Amann hat vorgestellt, wie sie in ihrem Berliner Resilienz-Forum ihre Klienten berät: über die sogenannte Resilienz-Kompetenz-Diagnostik. Dabei kombiniert sie ein Persönlichkeitsmodell, das von einem inneren Parlament und sechs verschiedenen Bedürfnissen ausgeht, mit den von ihr auf acht Säulen erweiterten Resilienzfaktoren. Ganz einfach gesagt, entwickelt ein kreativer Mensch andere Stresssymptome als ein analytischer Mensch. Das gilt es, aus Sicht Amanns genauso zu berücksichtigen wie ganz exakt beim Coaching-Auftrag zu bleiben. Was für den Klienten nicht zum Lern- und Themenfeld gehört und seiner Ansicht nach nicht bearbeitet werden soll, wird nicht angetastet.
Das grobe Fazit des Kongresses lautete: Resilienz-Coaching ist auf dem Vormarsch und zwar vor allem auch im Hinblick auf Organisationen, also Unternehmen. Denn in Zeiten der Arbeitswelt 4.0 müssen auch sie in Bereichen, in denen sie sie nicht sowieso besitzen, Resilienz entwickeln.
So hat etwa Coach und Psychologe Markus Väth fünf Kategorien für organisationale Resilienz entwickelt, die er „INSEL“ nennt. Diese kann man als ein neues Schwesterkonzept der eben genannten sieben Säulen von Resilienz einer einzelnen Person betrachten. Unter „INSEL“ versteht Väth Informationsökonomie (Wie gehen Unternehmen mit Informationen um?), Netzwerkkompetenz (Wie gehen die Mitarbeiter miteinander um?), Selbstorganisation, Ethik und Leadership (Inwiefern unterstützt die Führung das Unternehmen als neue, agile Organisation?).
Je nachdem, wie weit das Unternehmen in diesen einzelnen Kategorien jeweils Punkte sammeln kann, erreicht es ein optimales Resilienzprofil. Wo Punkte fehlen, versucht Väth, mit der Führung unter schnellstmöglicher Einbindung der Mitarbeiterschaft durch Diskussionen, Workshops usw. an den Aufgabenstellungen zu arbeiten. Die Bedeutung von organisationaler Resilienz könne in unserer New-Work-Welt, in der VUCA-Welt oder der Arbeitswelt 4.0, wie auch immer die derzeitigen Umwälzungen bezeichnet werden, gar nicht hoch genug eingeschätzt werden. Resilienzfähigkeit sei der entscheidende Faktor, um in diesen Welten zu überleben, so Markus Väth.

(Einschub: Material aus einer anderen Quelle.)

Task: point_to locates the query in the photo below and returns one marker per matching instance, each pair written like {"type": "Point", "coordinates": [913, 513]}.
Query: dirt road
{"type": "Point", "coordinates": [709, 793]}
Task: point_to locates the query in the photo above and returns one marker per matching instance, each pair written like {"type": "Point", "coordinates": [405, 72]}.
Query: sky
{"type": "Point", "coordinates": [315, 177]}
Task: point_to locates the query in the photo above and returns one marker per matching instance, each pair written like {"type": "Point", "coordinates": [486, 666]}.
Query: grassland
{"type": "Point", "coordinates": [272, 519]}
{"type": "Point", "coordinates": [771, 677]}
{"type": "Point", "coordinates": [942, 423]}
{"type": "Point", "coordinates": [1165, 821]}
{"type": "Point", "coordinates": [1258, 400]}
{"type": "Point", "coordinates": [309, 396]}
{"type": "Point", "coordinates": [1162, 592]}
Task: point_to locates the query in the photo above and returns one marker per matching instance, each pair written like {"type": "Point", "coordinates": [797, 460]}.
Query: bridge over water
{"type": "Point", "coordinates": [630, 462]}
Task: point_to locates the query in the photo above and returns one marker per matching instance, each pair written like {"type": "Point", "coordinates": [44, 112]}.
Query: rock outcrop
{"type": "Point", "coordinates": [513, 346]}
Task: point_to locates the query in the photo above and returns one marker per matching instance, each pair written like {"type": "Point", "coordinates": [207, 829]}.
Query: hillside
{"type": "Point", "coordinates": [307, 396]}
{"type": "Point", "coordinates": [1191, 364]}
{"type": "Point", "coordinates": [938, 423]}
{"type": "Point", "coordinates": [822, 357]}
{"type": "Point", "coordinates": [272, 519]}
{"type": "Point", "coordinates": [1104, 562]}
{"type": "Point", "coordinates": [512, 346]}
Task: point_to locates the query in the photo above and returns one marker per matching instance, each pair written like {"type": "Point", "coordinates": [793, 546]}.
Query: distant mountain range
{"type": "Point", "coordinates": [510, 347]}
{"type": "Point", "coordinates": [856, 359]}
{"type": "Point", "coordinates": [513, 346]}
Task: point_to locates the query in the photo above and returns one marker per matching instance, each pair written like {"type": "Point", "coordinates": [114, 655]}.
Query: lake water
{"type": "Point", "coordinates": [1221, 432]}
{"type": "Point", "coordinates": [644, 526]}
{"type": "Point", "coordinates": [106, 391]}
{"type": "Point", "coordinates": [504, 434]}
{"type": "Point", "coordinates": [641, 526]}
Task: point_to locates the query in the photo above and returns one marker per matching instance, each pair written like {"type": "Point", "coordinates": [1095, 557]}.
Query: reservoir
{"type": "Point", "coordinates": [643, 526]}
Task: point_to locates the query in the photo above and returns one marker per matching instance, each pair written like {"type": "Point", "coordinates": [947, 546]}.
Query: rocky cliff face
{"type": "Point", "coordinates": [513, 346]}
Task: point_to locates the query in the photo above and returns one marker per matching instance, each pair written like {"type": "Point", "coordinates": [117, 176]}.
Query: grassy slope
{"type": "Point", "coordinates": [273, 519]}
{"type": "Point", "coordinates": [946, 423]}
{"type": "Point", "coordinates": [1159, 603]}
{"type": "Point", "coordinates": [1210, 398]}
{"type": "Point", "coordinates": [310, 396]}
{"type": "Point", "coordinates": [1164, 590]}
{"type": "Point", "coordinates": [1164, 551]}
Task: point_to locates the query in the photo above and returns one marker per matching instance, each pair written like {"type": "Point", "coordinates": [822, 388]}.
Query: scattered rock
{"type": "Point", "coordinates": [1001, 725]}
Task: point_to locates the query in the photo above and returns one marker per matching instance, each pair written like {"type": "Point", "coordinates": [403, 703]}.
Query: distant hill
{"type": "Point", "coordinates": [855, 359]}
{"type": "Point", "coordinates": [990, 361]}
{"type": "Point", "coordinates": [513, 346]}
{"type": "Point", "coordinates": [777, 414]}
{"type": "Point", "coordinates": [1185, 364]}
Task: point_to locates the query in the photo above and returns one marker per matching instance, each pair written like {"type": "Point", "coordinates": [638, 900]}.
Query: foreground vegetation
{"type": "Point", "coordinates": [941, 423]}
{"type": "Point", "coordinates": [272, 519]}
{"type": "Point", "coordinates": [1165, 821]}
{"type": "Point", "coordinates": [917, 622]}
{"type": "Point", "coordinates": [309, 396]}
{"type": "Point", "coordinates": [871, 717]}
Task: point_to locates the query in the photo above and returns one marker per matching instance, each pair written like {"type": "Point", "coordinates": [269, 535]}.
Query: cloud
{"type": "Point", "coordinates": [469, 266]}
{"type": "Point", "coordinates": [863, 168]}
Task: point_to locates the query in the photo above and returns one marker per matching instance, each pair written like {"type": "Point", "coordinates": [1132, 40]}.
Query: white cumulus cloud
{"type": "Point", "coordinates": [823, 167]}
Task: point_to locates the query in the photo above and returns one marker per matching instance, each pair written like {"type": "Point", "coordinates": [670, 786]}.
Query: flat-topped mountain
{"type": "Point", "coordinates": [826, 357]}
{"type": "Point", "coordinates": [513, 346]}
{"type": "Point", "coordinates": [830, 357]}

Zusammenfassend lässt sich sagen, dass das Thema „Resilienz“ nicht nur die Coaching-Branche, sondern auch Forschung und Öffentlichkeit immer stärker beschäftigt. Dabei rückt jetzt die organisationelle Resilienz besonders in das Blickfeld. Resilienz-Experten und Resilienz-Coaches professionalisieren und organisieren sich.